Abraham Lincoln nasce il 12 febbraio del 1809 in una fattoria di Nolin Creek, in Kentucky. Figlio del fabbro falegname Thomas Lincoln e di Nancy Hanks, cresce insieme al padre e alla matrigna Sarah Bush Johnston prima di trasferirsi nell’Illinois e prestare servizio (come capitano) nell’esercito USA, oltre che lavorare come avvocato. Dopo essere stato eletto al Congresso (nel 1846) si stabilisce nella cittadina di Springfield, lotta contro il Kansas-Nebraska Act e si candida a senatore contro Stephen A. Douglas: tuttavia, il ruolo che occupa a partire dal 6 novembre del 1860 è quello di sedicesimo Presidente degli Stati Uniti d’America, carica amministrativa che consente ad esso di entrare nella storia del paese a causa della propria indole repubblicana. Scoppiano le prime tensioni fra la fazione del sud e quella del nord, Abraham Lincoln è (fin da subito) al centro di minacce e tentativi di assassinio, ma questo non impedisce ad esso di insediarsi nella Casa Bianca il 4 marzo del 1861. L’abolizione della schiavitù nei paesi ribelli, obbiettivo di guerra, diviene impulso per la modifica del tredicesimo e quattordicesimo emendamento della costituzione americana; il discorso di Gettysburg, inoltre, evidenzia il magnetico carisma di un Lincoln sempre più vicino alla rivoluzione.
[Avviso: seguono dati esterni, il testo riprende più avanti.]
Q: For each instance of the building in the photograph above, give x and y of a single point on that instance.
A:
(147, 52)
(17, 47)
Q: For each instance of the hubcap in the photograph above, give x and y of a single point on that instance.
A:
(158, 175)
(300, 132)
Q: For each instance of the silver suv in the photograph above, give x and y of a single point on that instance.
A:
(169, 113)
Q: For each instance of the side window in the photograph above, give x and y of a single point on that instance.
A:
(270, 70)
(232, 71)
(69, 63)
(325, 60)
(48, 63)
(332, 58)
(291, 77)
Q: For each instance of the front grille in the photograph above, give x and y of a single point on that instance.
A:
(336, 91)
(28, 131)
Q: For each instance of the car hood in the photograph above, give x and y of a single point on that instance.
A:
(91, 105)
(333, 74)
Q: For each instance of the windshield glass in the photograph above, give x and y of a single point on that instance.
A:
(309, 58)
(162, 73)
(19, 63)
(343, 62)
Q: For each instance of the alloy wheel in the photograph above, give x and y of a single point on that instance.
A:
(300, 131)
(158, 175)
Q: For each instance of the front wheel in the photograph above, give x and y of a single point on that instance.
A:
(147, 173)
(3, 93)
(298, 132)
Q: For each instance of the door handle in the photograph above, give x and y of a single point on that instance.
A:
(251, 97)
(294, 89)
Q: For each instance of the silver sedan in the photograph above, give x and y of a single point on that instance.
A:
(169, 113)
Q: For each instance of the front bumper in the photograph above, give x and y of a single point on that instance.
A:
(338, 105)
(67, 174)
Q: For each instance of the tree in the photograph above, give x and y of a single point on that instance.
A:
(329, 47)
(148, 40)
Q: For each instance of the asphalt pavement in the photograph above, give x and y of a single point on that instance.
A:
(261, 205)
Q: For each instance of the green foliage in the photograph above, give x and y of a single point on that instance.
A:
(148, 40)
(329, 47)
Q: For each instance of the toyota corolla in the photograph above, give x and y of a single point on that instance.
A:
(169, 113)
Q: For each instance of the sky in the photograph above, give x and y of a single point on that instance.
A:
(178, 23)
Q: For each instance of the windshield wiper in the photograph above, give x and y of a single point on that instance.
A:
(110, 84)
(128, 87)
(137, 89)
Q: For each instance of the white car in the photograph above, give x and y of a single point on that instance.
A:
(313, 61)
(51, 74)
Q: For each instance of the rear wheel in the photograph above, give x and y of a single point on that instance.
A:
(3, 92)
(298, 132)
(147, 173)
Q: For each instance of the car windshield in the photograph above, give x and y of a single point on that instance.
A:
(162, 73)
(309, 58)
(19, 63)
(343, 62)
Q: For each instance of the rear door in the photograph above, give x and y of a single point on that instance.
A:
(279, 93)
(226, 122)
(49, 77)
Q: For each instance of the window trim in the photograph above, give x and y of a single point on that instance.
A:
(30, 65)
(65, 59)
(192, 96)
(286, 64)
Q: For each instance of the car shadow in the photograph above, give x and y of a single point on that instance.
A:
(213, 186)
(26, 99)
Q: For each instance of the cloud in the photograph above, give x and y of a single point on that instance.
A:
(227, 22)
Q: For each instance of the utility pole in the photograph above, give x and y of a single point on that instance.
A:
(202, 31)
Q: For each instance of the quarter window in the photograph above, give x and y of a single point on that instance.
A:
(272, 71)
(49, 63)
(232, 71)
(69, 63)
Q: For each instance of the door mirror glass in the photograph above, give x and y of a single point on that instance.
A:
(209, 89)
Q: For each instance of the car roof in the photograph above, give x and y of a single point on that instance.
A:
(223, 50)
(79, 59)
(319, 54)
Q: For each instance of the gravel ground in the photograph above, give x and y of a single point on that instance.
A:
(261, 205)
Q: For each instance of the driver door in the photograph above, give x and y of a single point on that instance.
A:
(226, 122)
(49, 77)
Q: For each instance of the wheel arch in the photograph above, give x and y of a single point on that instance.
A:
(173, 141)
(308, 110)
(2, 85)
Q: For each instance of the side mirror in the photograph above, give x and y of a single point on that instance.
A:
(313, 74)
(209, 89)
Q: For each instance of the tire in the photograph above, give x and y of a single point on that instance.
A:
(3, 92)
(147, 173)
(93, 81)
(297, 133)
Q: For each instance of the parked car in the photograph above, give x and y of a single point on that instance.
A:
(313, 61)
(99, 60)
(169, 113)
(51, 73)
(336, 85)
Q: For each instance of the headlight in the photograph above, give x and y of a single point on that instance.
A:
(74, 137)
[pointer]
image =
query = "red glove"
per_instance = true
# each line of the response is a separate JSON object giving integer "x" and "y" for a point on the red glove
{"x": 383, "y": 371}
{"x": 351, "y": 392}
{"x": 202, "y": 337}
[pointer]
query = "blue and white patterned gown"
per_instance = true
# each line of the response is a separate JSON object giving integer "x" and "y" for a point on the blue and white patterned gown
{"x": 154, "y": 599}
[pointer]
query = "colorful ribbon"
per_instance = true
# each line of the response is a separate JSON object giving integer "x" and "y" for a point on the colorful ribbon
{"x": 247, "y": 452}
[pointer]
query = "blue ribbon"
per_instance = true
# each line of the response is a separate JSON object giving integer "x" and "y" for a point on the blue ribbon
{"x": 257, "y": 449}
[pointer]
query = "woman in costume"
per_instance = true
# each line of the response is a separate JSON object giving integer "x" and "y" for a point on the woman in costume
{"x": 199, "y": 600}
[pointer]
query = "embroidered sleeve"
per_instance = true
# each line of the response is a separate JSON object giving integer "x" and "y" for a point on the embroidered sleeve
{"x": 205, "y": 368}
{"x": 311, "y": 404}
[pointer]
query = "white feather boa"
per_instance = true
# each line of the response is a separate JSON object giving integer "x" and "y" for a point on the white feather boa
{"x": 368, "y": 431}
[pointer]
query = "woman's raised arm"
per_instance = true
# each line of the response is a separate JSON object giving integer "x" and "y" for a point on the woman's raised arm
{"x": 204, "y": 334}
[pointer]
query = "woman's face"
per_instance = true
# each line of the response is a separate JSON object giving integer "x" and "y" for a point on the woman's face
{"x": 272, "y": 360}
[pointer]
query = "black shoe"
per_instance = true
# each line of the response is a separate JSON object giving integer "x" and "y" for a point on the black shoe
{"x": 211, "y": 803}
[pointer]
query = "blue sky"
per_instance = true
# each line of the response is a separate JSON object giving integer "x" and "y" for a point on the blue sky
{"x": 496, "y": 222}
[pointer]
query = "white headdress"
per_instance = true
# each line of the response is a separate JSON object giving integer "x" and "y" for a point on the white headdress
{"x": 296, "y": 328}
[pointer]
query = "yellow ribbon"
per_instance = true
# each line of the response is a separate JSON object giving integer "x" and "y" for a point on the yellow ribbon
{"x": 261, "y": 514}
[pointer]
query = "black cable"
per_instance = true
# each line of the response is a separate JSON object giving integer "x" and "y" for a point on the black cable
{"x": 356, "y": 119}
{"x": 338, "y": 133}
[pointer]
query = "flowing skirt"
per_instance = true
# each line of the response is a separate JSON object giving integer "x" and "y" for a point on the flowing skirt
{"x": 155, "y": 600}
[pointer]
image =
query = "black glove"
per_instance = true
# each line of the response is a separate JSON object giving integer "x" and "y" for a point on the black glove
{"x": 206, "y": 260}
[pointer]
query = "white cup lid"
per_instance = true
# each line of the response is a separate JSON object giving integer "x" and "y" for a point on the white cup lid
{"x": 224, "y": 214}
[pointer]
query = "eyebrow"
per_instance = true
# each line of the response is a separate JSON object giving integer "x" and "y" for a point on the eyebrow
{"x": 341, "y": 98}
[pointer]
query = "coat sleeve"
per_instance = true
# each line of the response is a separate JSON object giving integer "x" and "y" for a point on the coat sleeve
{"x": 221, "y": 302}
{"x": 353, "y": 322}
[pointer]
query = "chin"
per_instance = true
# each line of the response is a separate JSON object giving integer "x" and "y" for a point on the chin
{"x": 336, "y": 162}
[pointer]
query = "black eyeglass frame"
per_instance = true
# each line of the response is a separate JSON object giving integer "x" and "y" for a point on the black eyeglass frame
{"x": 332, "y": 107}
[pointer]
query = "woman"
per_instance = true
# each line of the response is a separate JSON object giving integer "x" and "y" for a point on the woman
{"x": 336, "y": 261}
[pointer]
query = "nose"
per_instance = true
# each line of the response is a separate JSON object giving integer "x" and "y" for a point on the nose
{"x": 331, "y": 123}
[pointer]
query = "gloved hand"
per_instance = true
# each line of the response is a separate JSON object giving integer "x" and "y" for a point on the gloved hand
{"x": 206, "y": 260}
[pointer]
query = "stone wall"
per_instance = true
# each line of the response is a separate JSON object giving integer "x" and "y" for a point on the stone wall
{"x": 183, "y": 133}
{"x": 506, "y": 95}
Nel bel mezzo della guerra di secessione, l’odiato presidente nomina l’energico e combattivo Ulysses S. Grant a comandante dell’esercito: con la conquista di Richmond, capitale confederata, Lincoln si siede sulla scrivania di Jefferson David e dichiara la propria autorità su tutto il territorio. Il presidente accolto in città come eroe conquistatore dagli schiavi liberati, è in grado di sospendere il precetto dell’habeas corpus durante la faida e imprigionare frequentemente spie e simpatizzanti sudisti, in assenza di regolare processo: tuttavia, decide di annullare spesso le esecuzioni per clemenza. Terminato il conflitto e, pronto a riunificare gli Stati Uniti, il 14 aprile del 1865 si reca al Ford’s Theatre di Washington insieme alla moglie (ma senza la propria guardia del corpo) per assistere a “Our American Cousin”, una commedia musicale scritta dal britannico Tom Taylor: pochi secondi dopo che Abraham Lincoln prende posto sulla tribuna d’onore, l’attore e simpatizzante sudista John Wilkes Booth compare sul palco e spara un colpo di pistola calibro 44 alla testa del Presidente, oltre a farneticare la frase motto dello Stato della Virginia “Sic semper tyrannis”. (Wikipedia)
Un grandioso corteo funebre attraversa diversi stati, ma è l’intera nazione a piangere un uomo rivoluzionario ancora oggi ricordato per le proprie gesta d’altri tempi.
Abraham Lincoln: le 7 frasi più belle
Queste sono alcune sue frasi entrate nella storia:
- “Così come non vorrei essere uno schiavo, così non vorrei essere un padrone. Questo esprime la mia idea di democrazia.”
- “Noi tutti ci dichiariamo per la libertà, ma nell’utilizzare la medesima parola non tutti le diamo lo stesso significato.”
- “La religione di un uomo non vale molto se non ne traggono beneficio anche il suo cane e il suo gatto.”
- “Puoi avere tutto ciò che vuoi – se lo vuoi davvero intensamente. Puoi essere qualunque cosa tu decida di essere, fare qualsiasi cosa tu decida di realizzare, se ti aggrappi a quel desiderio con singolarità di intenti.”
- “Una politica di stato onesta è il saggio impiego delle meschinità individuali per il bene pubblico.”
- “Non sono gli anni della tua vita che contano, ma la vita nei tuoi anni.”
- “Le persone sono felici tanto quanto si mettono in mente di esserlo, il 98% della felicità sta nella mente.”